Dr Curran warned that following that approach without addressing the “challenges of breaches of employment rights, ill-treatment and lack of opportunities in the sector, we would simply be subjecting vulnerable imported labour to conditions as bad, if not worse, than have been endured by our own citizens for decades”.
She said among the challenges she had identified were staff being “overworked and overwhelmed” and an absence of job security in the post-pandemic period. She also cited inflation and “bad customer behaviour”.
Dr Curran noted the high price of hotels in Ireland this summer had raised expectations among hotel guests.

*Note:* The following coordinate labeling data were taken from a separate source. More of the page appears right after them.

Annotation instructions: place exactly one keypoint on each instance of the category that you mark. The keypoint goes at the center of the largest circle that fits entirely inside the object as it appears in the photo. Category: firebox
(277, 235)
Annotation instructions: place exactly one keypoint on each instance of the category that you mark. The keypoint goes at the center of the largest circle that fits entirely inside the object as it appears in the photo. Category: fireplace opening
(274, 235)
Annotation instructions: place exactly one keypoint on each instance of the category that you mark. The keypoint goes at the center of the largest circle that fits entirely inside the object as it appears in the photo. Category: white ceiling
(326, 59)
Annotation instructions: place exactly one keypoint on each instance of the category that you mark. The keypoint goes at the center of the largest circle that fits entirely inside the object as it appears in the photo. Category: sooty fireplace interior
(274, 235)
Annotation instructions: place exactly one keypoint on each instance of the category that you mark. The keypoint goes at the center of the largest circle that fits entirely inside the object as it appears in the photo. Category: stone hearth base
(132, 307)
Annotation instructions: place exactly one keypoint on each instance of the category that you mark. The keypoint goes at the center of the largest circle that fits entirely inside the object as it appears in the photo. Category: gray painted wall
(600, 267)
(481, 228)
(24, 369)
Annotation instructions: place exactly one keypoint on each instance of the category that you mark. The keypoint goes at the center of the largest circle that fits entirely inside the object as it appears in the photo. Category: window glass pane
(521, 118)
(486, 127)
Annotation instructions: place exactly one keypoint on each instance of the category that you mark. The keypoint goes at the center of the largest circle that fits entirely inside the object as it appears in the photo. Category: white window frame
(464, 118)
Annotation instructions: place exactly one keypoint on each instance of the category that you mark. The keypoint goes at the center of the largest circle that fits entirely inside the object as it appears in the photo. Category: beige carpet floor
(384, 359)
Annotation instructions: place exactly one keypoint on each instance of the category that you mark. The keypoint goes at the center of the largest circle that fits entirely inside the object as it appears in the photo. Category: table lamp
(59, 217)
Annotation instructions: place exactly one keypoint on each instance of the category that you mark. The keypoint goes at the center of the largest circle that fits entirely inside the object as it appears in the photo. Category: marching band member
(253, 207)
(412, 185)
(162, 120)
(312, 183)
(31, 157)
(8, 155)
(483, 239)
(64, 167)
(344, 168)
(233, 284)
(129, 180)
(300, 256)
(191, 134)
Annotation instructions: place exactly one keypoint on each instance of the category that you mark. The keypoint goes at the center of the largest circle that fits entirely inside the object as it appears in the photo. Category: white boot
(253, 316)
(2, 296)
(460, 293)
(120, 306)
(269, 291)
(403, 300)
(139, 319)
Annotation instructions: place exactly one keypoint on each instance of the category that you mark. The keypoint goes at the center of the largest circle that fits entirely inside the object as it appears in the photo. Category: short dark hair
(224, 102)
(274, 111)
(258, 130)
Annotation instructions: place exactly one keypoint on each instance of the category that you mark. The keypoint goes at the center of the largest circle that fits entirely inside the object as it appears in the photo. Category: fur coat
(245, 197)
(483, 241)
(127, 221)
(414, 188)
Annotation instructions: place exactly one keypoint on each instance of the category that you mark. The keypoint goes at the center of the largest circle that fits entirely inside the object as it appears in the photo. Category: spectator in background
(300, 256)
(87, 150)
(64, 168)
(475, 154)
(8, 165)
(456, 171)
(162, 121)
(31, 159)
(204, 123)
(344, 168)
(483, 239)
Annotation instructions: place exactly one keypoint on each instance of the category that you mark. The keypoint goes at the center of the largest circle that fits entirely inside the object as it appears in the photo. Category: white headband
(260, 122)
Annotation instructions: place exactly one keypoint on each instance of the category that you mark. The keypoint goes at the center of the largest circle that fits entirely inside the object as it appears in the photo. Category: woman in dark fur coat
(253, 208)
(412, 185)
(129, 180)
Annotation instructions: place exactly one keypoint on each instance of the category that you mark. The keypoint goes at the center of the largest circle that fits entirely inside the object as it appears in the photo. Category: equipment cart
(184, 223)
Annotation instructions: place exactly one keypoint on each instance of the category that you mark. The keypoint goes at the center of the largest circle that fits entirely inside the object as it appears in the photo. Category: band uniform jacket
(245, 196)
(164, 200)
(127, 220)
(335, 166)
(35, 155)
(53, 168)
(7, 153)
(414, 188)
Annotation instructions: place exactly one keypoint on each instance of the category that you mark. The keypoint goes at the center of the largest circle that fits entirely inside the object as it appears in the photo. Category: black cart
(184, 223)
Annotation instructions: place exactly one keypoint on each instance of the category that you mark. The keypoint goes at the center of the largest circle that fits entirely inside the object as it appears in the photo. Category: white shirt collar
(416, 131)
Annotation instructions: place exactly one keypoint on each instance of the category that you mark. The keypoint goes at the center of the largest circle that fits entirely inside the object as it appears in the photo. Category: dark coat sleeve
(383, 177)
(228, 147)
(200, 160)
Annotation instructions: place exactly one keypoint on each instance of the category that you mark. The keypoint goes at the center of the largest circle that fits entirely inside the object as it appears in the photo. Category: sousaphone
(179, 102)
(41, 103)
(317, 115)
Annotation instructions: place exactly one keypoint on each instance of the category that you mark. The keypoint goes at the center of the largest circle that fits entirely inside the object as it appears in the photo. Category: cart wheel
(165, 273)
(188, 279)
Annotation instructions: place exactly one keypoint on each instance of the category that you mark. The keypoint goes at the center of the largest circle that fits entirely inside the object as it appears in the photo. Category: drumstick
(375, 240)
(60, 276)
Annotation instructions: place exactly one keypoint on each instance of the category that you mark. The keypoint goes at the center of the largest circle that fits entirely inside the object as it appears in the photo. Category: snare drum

She said prices “have gone sky-high so customers expect much higher service and in the context of labour shortages, that places extra strain”. She pleaded with the committee to “find ways for the worker voice to be heard in debates on how the sector can recover and thrive, for the benefit of workers, employers, customers and broader society”.
Robert Kelly of the Unite union, which represents people working in the sector, expressed concern about “the low standards facing workers” employed in hospitality and tourism.
As well as low pay, he identified “tip theft” and said the “fact that some employers would confiscate those tips speaks to the levels of exploitation and disrespect that some workers face”.
Fiona Dunne of the Irish Congress of Trade Unions said the sector was characterised by low wages, increased part-time work and precariousness as well as “bad employment practices, breaches of employment law, exploitation and mistreatment”.
She called for legislation governing the Joint Labour Committee’s system to be rectified to stop employers vetoing the functioning of JLCs and “preventing engagement, negotiation and progress”.